Uważaj na ten komunikat: "Płatność została wstrzymana i zostanie zwrócona w ciągu 24 godzin"
Jastrzębscy policjanci apelują – zanim przekażemy komukolwiek kod BLIK, upewnijmy się, że za prośbą o pomoc finansową nie kryje się próba oszustwa! Przestępcy włamują się na konta popularnych profili społecznościowych, a następnie, po zalogowaniu się, proszą znajdujące się w gronie znajomych osoby o opłacenie zamówienia lub pożyczkę.
W poniedziałek (6.05.) do jastrzębskiej komendy zgłosił się 52-letni mieszkaniec Jastrzębia-Zdroju, który w wyniku oszustwa metodą na BLIK-a stracił kilkaset złotych.
- Jastrzębianin za pośrednictwem komunikatora otrzymał wiadomość od kolegi z prośbą o pożyczenie pieniędzy, ponieważ ma awarię w banku. Jastrzębianin wygenerował kod BLIK, potwierdził przelew i napisał, że "przelew poszedł" - przedstawia szczegóły sprawy oficer prasowa jastrzębskiej komendy, st. asp.
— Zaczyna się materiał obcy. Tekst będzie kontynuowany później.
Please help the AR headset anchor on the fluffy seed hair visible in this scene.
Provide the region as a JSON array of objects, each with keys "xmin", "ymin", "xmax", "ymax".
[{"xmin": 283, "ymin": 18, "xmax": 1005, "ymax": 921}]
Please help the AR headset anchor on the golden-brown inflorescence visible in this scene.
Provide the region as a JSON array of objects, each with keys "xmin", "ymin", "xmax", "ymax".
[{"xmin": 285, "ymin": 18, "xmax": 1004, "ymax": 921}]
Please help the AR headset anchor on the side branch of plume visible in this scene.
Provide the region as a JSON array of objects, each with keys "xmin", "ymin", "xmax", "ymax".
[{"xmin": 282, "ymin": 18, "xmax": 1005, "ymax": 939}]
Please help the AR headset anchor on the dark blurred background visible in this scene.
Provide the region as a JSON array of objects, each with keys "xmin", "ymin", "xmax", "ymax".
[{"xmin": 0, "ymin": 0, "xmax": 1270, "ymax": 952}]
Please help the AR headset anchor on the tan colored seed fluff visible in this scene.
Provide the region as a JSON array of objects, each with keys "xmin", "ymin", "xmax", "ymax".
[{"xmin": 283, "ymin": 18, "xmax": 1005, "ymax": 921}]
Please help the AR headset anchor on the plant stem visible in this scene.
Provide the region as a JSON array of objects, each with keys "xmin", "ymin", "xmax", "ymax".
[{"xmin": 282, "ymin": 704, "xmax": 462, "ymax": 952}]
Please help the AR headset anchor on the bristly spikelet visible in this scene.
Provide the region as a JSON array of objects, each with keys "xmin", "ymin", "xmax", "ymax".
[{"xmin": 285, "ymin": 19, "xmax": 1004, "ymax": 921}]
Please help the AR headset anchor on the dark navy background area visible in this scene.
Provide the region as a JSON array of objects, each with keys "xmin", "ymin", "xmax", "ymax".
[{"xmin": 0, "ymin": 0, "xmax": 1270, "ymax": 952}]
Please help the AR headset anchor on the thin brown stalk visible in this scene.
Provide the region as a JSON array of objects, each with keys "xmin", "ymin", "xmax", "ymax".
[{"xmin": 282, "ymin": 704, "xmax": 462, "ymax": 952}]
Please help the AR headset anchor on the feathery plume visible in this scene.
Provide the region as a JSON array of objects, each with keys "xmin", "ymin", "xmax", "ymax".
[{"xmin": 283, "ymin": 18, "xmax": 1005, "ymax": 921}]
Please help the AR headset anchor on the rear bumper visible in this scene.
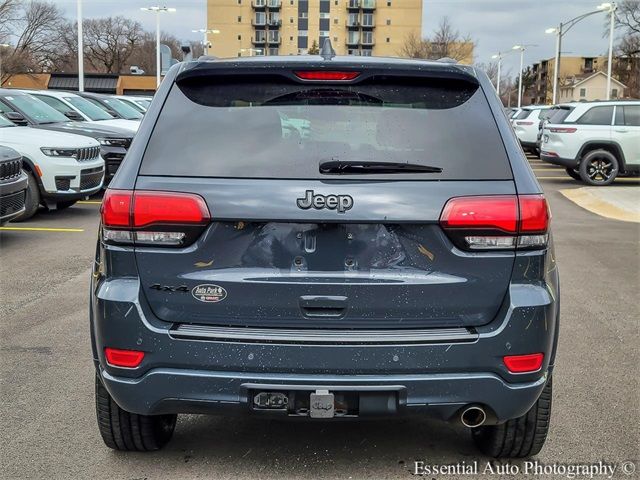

Halina Semik.
Mężczyzna, w odpowiedzi na wiadomość, że wysłał pieniądze, otrzymał od kolegi screen z informacją, że płatność została wstrzymana i zostanie zwrócona do nadawcy w ciągu 24 godzin.
W związku z tym znajomy drugi raz poprosił o przesłanie kodu BLIK. 52-latek znów wygenerował kod i potwierdził przelew. Gdy sytuacja się powtórzyła i znajomy po raz trzeci poprosił o kod BLIK, jastrzębianin domyślił się, że to nie kolega a oszust...
Niestety 52-letni jastrzębianin nie jest pierwszym oszukanym, na tak zwaną "wstrzymaną płatność BLIK".
- Przypominamy, że większość tego typu przestępstw zaczyna się od przejęcia czyjegoś konta na portalu społecznościowym. Przestępca przejmuje konto, a następnie wysyła do znajomych z listy prośbę o przesłanie kodu BLIK - dodaje st. asp. Halina Semik.
Kod, o który pytają sprawcy, jest zestawieniem sześciu cyfr uwiarygodniającym nasz dostęp do konta. Działa tak samo, jak karta płatnicza, akceptuje bowiem wypłatę w bankomacie lub w kasie. Przesłana przez sprawców informacja dotyczy najczęściej rzekomej nagłej sytuacji i związanej z tym pilnej potrzeby pomocy. Oszuści tłumaczą, że na przykład stoją przy kasie w sklepie lub aptece i mają problem z uregulowaniem płatności za zakupy. Jako powód podają fakt rozładowania się telefonu z powodu słabej baterii lub problemów z kartą, czy awarią w banku. W rzeczywistości, po przesłaniu kodu, przestępcy wypłacają pieniądze ofiary z bankomatu.
Co zrobić, aby nie paść ofiarą oszusta:
- stosować dwuskładnikowe uwierzytelnienie swoich kont społecznościowych, bo wtedy o wiele trudniej je przejąć i zalogowanie się, wymaga potwierdzenia poprzez SMS,
- bezwzględnie potwierdzać tożsamość „znajomych”, którzy piszą do nas przez komunikatory internetowe — najlepiej dzwoniąc bezpośrednio do takiej osoby. Wykonanie połączenia zajmie zaledwie kilka chwil, ale zyskamy potwierdzenie, że to nasz znajomy rzeczywiście potrzebuje pomocy i jemu przekazujemy pieniądze,
- sprawdzać dane transakcji przed jej zatwierdzeniem w aplikacji bankowości mobilnej, ponieważ oszust nie wypłaci pieniędzy, wykorzystując kod, dopóki nie potwierdzimy transakcji w naszym telefonie.